On today’s daf we find ourselves nearly at the end of Pesachim chapter 7, which concerns itself with roasting and consuming the paschal lamb. We have learned previously that unlike some large holiday meals we can imagine (or may have even hosted – seder for 40, anyone?) in which the party might spill from the house into the backyard with guests eating and drinking in various locations throughout the night, the paschal lamb must be eaten in one location.
This strange rule is biblical; in Exodus 12:46, we read: In one house shall it be eaten; you shall not carry out any of the meat from the house to the outside. So, it’s not just a matter of decorum, but a biblical commandment that, if transgressed, would effect a severe punishment.

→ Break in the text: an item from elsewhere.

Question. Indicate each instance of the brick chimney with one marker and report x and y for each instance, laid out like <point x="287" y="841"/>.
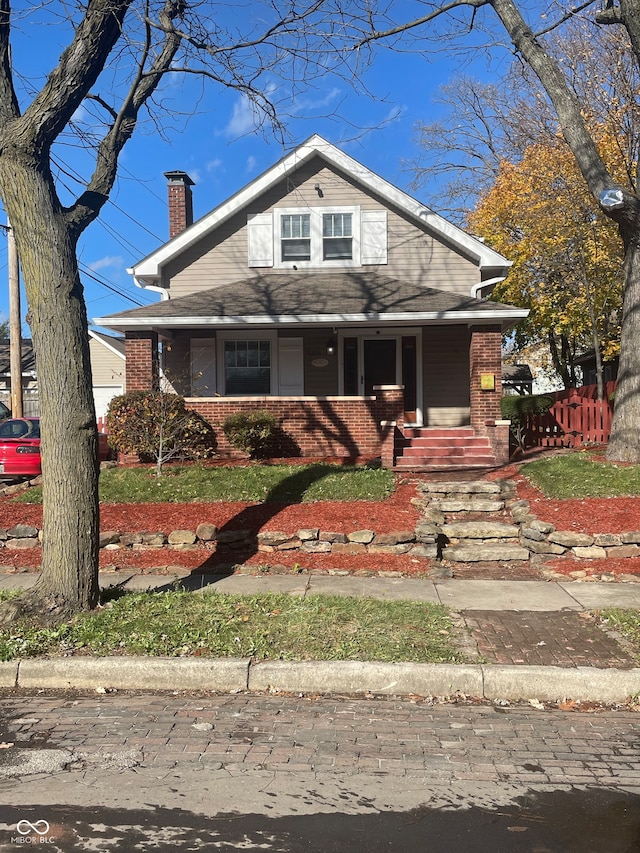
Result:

A mishnah on today’s page explores a particular detail: What happens if one of the roasted animal’s limbs ends up protruding outside of the boundary of the location in which the seder is being conducted? In doing so, the Mishnah describes how to delineate the boundaries themselves:
How does one determine the outer boundaries of a particular location?
Anything that is located from the inside of the doorway inward is considered as though it is inside, and anything that is located from the doorway outward is considered as though it is outside.
After describing this prohibition, the Gemara continues by exploring a parallel case you might not expect. To say certain prayers, Jews must be part of a minyan (a prayer quorum of ten). But what is required for ten Jews to be together physically to pray? What are the boundaries of that meeting?
Rav Yehuda said that Rav said: And the halakhah is similar with regard to prayer, in that one who is standing outside the doorway cannot be included together with those praying inside.
Rav disagrees with Rabbi Yehoshua ben Levi, as Rabbi Yehoshua ben Levi said: Even a barrier of iron does not separate between the Jewish people and their Father in Heaven.
This exchange between Rav Yehuda and Rabbi Yehoshua ben Levi seems to be about two different things. First, there is the proximity of worshipers to each other: How close do you have to be to everyone else in order to be included in the minyan? Is someone standing just outside the door considered to be part of the congregation? What if they’re on the other side of an adjacent room but you can still see them? These questions are still relevant today in new ways as Jewish communities explore the requirement for communal prayer in digital spaces.
Second, there is the question of proximity to God. For Rabbi Yehoshua ben Levi, the relationship between God and the Jews supersedes all physical barriers. This profound statement is one of my favorites in all of the Talmud.
Many medieval commentators side with Rabbi Yehoshua ben Levi in the matter of prayer. Rashi says that there is no such thing as a barrier before the Omnipresent since everything is revealed to God. The Meiri, a medieval Spanish commentator, says that even a wall between members of a minyan won’t stop God from viewing them as one group. Maimonides agrees, saying that when the Kohanim offer the priestly blessing, everyone within hearing range is included, even if some are behind a barrier.
The Torah tells us that when we commemorate the Exodus from Egypt, we have to eat the paschal sacrifice all in one location, with delineated boundaries — perhaps because our ancestors had to eat it hunkered down in their own homes while the Angel of Death prowled the streets outside. But when coming together with fellow Jews to pray to God, this is not the case — as no barrier can separate the Jewish people and their Creator in Heaven. And, as the Rabbi Yehoshua ben Levi seems to imply, no barrier should separate Jews from one another, either.